Elon Musk-founded OpenAI has opened the doors of its “Safety Gym” designed to enhance the training of reinforcement learning agents.
OpenAI describes Safety Gym as “a suite of environments and tools for measuring progress towards reinforcement learning agents that respect safety constraints while training.”
Basically, Safety Gym is the software equivalent of your spotter making sure you’re not going to injure yourself. And just like a good spotter, it will check your form.
“We also provide a standardised method of comparing algorithms and how well they avoid costly mistakes while learning,” says OpenAI.
“If deep reinforcement learning is applied to the real world, whether in robotics or internet-based tasks, it will be important to have algorithms that are safe even while learning—like a self-driving car that can learn to avoid accidents without actually having to experience them.”
Reinforcement learning is based on trial and error, with AIs training to get the best possible reward in the most efficient way. The problem is, this can lead to dangerous behaviour which could prove problematic.
Taking the self-driving car example, you wouldn’t want an AI deciding to go around the roundabout the wrong way just because it’s the quickest way to the final exit.
OpenAI is promoting the use of “constrained reinforcement learning” as a possible solution. By implementing cost functions, agents consider trade-offs which still achieve defined outcomes.
In a blog post, OpenAI explains the advantages of using constrained reinforcement learning with the example of a self-driving car:
“Suppose the car earns some amount of money for every trip it completes, and has to pay a fine for every collision. In normal RL, you would pick the collision fine at the beginning of training and keep it fixed forever. The problem here is that if the pay-per-trip is high enough, the agent may not care whether it gets in lots of collisions (as long as it can still complete its trips). In fact, it may even be advantageous to drive recklessly and risk those collisions in order to get the pay. We have seen this before when training unconstrained RL agents.
By contrast, in constrained RL you would pick the acceptable collision rate at the beginning of training, and adjust the collision fine until the agent is meeting that requirement. If the car is getting in too many fender-benders, you raise the fine until that behaviour is no longer incentivised.”

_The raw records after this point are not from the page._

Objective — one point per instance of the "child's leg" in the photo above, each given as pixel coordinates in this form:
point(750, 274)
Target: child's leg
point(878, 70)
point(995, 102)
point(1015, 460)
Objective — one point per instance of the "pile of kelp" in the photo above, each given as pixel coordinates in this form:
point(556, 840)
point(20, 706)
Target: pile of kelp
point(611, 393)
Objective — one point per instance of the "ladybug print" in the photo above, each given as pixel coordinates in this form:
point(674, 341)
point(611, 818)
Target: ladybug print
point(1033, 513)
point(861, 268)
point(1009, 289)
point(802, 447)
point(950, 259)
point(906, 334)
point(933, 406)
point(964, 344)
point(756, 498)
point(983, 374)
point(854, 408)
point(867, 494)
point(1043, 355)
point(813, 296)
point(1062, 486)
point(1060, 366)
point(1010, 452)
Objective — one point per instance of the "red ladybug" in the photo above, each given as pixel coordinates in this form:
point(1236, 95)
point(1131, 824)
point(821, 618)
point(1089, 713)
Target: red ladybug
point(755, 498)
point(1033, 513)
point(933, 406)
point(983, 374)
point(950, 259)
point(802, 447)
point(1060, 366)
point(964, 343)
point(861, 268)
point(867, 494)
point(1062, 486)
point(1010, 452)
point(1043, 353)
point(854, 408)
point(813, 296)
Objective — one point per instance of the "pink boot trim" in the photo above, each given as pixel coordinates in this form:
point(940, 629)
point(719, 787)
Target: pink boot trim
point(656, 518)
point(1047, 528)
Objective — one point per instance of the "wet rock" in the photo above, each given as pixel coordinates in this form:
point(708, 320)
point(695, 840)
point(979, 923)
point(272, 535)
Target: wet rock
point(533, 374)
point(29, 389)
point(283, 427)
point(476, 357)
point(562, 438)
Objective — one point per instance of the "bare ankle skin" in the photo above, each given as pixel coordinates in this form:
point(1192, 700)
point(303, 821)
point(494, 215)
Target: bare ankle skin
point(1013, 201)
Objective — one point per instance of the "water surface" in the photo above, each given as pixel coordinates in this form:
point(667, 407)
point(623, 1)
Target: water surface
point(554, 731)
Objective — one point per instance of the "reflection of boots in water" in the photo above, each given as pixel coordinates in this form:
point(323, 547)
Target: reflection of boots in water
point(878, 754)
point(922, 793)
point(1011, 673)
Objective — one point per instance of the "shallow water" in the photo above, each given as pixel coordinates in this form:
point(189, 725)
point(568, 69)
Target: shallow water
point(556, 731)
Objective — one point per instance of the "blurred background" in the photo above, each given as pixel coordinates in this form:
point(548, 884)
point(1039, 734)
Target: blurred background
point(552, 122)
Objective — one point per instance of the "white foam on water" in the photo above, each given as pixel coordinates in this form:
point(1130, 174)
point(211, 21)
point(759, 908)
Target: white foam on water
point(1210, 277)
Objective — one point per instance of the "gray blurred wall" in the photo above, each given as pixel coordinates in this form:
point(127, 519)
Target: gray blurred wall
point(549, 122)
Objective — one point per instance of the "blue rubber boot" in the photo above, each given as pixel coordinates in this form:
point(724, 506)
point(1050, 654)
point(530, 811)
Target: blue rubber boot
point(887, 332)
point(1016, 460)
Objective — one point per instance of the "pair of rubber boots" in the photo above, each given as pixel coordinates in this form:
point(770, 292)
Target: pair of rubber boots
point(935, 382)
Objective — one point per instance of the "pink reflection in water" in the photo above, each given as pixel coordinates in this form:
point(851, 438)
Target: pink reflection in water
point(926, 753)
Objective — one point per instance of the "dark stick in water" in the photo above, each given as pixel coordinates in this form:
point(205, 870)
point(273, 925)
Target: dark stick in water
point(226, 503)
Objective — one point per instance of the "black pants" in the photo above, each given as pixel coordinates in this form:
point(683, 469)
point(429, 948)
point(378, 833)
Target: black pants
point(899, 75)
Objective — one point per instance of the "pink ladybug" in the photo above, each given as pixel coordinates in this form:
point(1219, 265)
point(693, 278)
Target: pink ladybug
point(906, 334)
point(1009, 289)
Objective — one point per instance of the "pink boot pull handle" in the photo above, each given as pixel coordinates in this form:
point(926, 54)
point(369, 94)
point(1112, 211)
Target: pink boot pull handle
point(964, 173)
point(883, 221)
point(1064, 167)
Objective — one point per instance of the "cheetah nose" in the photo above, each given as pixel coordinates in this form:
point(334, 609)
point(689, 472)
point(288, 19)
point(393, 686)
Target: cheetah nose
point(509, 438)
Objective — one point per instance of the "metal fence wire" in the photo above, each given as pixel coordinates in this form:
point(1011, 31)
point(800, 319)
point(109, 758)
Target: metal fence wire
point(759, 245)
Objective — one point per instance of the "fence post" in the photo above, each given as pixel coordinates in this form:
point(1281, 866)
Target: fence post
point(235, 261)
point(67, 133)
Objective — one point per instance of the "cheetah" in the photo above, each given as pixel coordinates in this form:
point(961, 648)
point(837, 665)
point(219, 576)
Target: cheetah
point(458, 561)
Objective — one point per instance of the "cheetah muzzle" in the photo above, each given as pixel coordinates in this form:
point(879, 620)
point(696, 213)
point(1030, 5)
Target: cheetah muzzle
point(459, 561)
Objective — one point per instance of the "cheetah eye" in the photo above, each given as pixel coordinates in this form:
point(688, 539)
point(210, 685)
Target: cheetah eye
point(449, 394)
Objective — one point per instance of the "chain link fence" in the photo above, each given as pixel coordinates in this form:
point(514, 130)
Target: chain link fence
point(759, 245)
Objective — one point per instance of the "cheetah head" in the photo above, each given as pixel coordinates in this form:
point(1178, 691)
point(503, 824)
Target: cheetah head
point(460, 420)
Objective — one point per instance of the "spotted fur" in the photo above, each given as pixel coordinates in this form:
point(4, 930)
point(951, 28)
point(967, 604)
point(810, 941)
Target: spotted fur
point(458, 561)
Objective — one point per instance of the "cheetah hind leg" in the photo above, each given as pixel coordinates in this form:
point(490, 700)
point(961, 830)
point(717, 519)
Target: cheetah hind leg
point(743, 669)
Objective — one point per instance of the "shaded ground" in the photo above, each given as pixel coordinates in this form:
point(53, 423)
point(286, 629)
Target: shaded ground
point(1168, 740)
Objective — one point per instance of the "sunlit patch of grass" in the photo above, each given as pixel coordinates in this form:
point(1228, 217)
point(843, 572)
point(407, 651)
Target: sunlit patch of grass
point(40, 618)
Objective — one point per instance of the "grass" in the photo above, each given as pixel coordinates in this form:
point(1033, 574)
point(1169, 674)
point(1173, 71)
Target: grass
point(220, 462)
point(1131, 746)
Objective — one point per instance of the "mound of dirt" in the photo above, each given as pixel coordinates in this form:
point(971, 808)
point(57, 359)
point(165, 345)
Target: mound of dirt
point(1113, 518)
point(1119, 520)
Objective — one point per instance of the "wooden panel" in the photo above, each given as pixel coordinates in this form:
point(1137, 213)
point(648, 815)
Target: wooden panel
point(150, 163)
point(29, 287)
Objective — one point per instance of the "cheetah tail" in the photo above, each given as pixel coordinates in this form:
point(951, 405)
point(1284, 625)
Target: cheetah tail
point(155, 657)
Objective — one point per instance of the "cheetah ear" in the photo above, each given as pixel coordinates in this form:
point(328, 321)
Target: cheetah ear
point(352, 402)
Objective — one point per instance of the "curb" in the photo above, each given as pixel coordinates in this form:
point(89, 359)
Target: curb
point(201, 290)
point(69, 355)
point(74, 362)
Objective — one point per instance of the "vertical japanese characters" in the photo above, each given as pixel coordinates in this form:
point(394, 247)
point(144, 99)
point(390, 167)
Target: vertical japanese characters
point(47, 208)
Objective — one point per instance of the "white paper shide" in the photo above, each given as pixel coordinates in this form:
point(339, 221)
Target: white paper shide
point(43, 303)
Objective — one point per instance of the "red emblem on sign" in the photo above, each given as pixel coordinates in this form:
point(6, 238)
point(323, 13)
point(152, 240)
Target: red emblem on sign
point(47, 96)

Safety Gym environments require AI agents — three are included: Point, Car, and Doggo — to navigate cluttered environments to achieve a goal, button, or push task. There are two levels of difficulty for each task. Every time an agent performs an unsafe action, a red warning light flashes around the agent and it will incur a cost.
Going forward, OpenAI has identified three areas of interest to improve algorithms for constrained reinforcement learning:
- Improving performance on the current Safety Gym environments.
- Using Safety Gym tools to investigate safe transfer learning and distributional shift problems.
- Combining constrained RL with implicit specifications (like human preferences) for rewards and costs.
OpenAI hopes that Safety Gym can make it easier for AI developers to collaborate on safety across the industry via work on open, shared systems.